A therapist with fifteen years in healthcare administration accepted a management position at a regional medical center's behavioral health clinic. She had her MSW, her clinical license, and deep experience. She knew what functional leadership looked like. This wasn't it. The clinic's dysfunction was visible to anyone willing to look directly at it, yet strangely invisible to the people with the authority to correct it.
One senior manager had burned through three staffed teams of therapists in under two years. These were total losses, entire groups of clinicians resigning one after another, each departure carrying the same explanation. Exit interviews named her. HR complaints described the same patterns. The staff all spoke to the same experience. The consistency of the data left no other reasonable interpretation. She was failing in her role, and failing in ways that caused real harm to therapists and patients alike.
But she had seniority. She attended the meetings that signaled status. She spoke in the organization's internal dialect. She had social capital built from years of proximity to leadership, and that capital insulated her from consequences in ways that patient outcomes could not penetrate. When therapists attempted to raise concerns, leadership reframed those concerns as resistance, immaturity, or a lack of understanding of "how organizations work." What was obvious to everyone else became, within the cage of interpersonal alliances and internal narratives, evidence of employee weakness rather than managerial failure.
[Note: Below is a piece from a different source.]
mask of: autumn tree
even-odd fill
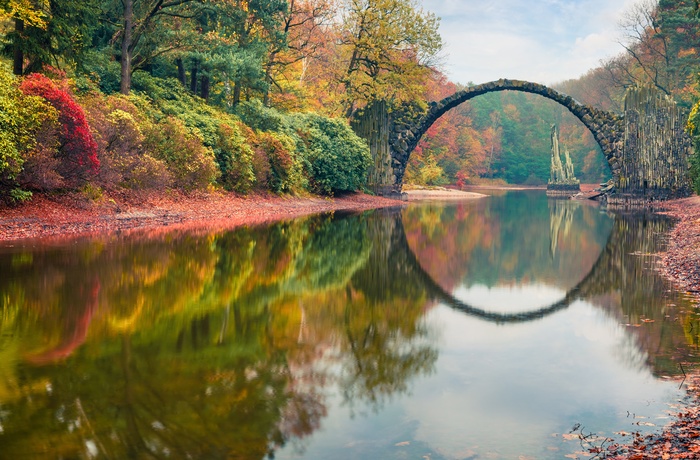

Our therapist watched a sequence of competent clinicians leave. She watched morale decline, referral times increase, and the quality of care deteriorate. Yet nothing in the structure changed. No reassignment, no corrective action, no recalibration of leadership. The chart remained fixed. The dysfunction continued undisturbed. And then, in a gesture that appeared like accountability but would later reveal itself as ritual, senior leadership hired an outside consultant to conduct an independent assessment.
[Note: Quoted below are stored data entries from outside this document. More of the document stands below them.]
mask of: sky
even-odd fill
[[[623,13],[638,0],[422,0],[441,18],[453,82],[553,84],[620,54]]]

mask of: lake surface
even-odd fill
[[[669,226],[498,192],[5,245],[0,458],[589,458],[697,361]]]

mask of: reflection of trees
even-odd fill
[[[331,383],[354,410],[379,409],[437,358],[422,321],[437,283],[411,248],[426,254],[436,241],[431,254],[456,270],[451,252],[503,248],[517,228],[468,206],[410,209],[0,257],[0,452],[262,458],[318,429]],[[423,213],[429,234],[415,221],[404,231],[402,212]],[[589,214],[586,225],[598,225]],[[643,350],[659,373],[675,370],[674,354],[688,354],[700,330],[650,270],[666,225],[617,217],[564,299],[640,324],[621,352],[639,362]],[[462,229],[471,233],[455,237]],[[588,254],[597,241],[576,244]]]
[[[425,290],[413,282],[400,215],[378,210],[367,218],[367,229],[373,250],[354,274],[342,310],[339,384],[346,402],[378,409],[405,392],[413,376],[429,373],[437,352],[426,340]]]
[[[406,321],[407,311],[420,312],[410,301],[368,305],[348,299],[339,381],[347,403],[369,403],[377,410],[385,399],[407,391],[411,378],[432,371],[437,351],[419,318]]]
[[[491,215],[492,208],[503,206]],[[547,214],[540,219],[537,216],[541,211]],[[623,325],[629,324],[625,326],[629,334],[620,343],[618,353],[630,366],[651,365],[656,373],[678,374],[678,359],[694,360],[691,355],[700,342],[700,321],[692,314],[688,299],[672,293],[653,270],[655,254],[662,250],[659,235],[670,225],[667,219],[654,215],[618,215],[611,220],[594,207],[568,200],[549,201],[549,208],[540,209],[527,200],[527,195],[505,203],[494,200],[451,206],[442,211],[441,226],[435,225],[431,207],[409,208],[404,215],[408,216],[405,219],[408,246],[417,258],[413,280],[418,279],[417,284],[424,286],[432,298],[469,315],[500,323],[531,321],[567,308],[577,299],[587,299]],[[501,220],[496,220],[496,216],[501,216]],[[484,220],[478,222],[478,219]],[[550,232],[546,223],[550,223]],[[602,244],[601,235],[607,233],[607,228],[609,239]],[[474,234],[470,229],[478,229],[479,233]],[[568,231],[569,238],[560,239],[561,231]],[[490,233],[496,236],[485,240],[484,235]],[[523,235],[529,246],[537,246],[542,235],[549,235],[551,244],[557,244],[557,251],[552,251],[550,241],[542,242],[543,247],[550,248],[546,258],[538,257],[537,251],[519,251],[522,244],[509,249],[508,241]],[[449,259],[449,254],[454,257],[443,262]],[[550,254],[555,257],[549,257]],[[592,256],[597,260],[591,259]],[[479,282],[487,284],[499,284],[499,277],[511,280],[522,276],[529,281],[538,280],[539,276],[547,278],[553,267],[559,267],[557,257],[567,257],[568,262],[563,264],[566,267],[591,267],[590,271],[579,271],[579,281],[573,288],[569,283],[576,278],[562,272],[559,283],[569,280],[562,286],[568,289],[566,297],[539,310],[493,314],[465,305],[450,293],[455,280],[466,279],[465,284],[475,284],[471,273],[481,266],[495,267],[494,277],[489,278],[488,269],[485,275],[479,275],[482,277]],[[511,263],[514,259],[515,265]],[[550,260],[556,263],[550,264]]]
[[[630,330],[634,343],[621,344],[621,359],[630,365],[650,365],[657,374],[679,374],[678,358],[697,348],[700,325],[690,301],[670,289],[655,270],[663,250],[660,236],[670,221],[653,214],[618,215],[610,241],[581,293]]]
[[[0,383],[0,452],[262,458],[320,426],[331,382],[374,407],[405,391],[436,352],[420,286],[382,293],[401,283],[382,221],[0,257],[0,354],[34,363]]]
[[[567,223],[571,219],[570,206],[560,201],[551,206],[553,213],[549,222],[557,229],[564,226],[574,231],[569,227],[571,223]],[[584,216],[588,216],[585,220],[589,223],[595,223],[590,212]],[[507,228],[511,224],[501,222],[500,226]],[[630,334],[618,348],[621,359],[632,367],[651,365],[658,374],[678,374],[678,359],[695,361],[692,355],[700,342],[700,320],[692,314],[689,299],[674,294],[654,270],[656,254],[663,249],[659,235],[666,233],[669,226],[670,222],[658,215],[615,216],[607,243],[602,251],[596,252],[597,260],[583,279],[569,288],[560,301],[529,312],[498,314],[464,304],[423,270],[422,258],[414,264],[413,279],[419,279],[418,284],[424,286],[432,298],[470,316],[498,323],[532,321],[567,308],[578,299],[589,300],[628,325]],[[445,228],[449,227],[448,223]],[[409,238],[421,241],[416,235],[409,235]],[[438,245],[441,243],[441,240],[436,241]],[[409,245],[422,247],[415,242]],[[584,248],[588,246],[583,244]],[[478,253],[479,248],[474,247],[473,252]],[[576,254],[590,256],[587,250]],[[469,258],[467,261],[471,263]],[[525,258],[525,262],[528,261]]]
The consultant spent three weeks onsite. He interviewed staff individually and in groups, reviewed documents, studied workflows, and traced communication lines. He spoke with our therapist, with the remaining clinicians, and, critically, he listened in a way that suggested he was actually trying to understand what was happening rather than confirm a narrative preselected for him. His findings surprised no one inside the clinic. He identified the senior manager's leadership as the central failure point, the organization's tolerance of that failure as the mechanism perpetuating it, and he concluded that unless she was removed from her position the cycle would simply repeat.
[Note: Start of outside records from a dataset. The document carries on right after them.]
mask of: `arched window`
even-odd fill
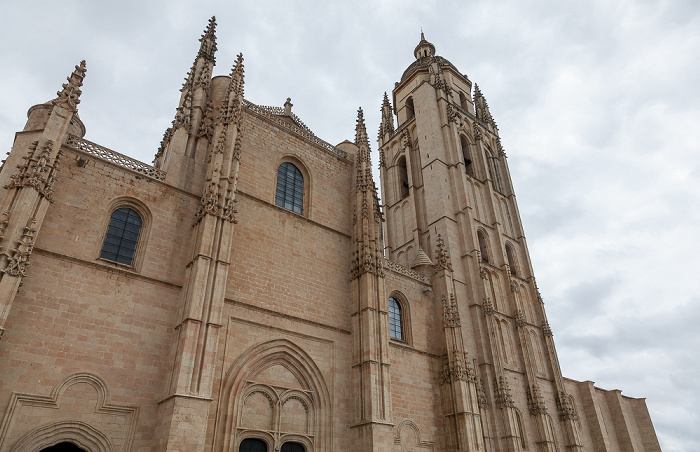
[[[518,276],[518,266],[515,260],[515,250],[508,243],[506,244],[506,257],[508,257],[508,266],[510,267],[510,273],[513,276]]]
[[[406,157],[401,157],[397,165],[399,170],[399,193],[401,199],[408,196],[408,168],[406,167]]]
[[[489,260],[489,250],[486,246],[486,235],[482,231],[476,231],[476,238],[479,241],[479,252],[481,252],[481,260],[488,264],[491,261]]]
[[[413,98],[409,97],[406,101],[406,121],[413,118],[416,115],[415,109],[413,108]]]
[[[401,305],[396,298],[389,297],[389,336],[392,339],[404,340],[401,320]]]
[[[267,452],[267,444],[260,439],[246,438],[241,441],[238,452]]]
[[[100,258],[133,266],[142,225],[141,216],[129,207],[112,212]]]
[[[282,452],[306,452],[306,448],[303,444],[288,442],[282,444]]]
[[[459,138],[459,143],[462,146],[462,158],[464,158],[464,170],[468,175],[474,177],[474,165],[472,165],[472,157],[469,153],[469,141],[462,135]]]
[[[275,204],[298,214],[304,207],[304,176],[299,168],[290,162],[277,168],[277,191]]]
Three days after presenting his preliminary report, the consultant was terminated. Leadership declared his findings "inconclusive," reaffirmed their trust in the manager, and allowed the dysfunction to continue.
When our therapist recounted this, she struggled to make sense of it. They had hired him to find the problem. He had found it. Why discard him? The answer lies in the quiet and powerful psychology that shapes how people protect themselves from truths they cannot bear. The executives who brought him in likely believed they wanted an honest review. They likely believed they were open to difficult findings. They likely believed they valued clarity over comfort. But wanting clarity is not the same as being able to withstand it.
The system's capacity to receive Colani's ideas changed; the truth of those ideas did not. In ordinary times, his perspective was incompatible with the establishment's self-understanding. Under pressure, the cost of exclusion became higher than the cost of consideration. He was not celebrated. His philosophy was not embraced. But his insight was allowed just enough access to become useful.
The broader pattern is straightforward. Systems that are comfortable and confident in their internal logic tend to treat external perspective as misunderstanding or threat. They explain away anything that does not fit their framework, because accepting it would require revising the framework itself. In moments of stability, this revision feels unnecessary or even dangerous. Only when performance declines, or metrics falter, or the familiar strategies fail to produce expected results, does the system become temporarily open to alternatives.
Consider the inverse. A healthcare organization commissions an external consultant to examine persistent dysfunction. The consultant identifies the problem clearly and quickly. Leadership rejects his findings almost immediately and removes him rather than confront the implications of his analysis. The organization was not yet desperate enough to tolerate a truth that disrupted its internal narrative.
This is the predictable behavior of formal systems. Gödel demonstrated that such systems cannot validate their own consistency from within. Organizations, being formal systems of a social kind, inherit the same limitations. They require external perspective, but they can only accept that perspective when doing so poses less psychological and structural risk than maintaining the existing narrative.
The healthcare organization has not yet reached such a threshold. Its internal logic remains intact. Its protected manager remains in place. The cost of blindness is not yet high enough to interrupt the story the institution tells about itself.
Somewhere, a design student is being warned not to take Colani seriously. Somewhere, a therapist is preparing to leave a clinic that cannot acknowledge its own failures. And somewhere, an organization is inviting external evaluation without the capacity to hear what that evaluation will show.
The mirror continues to appear. The cage continues to preserve itself. And in most cases, by the time the truth is admissible, the consequences of avoiding it have already been incurred.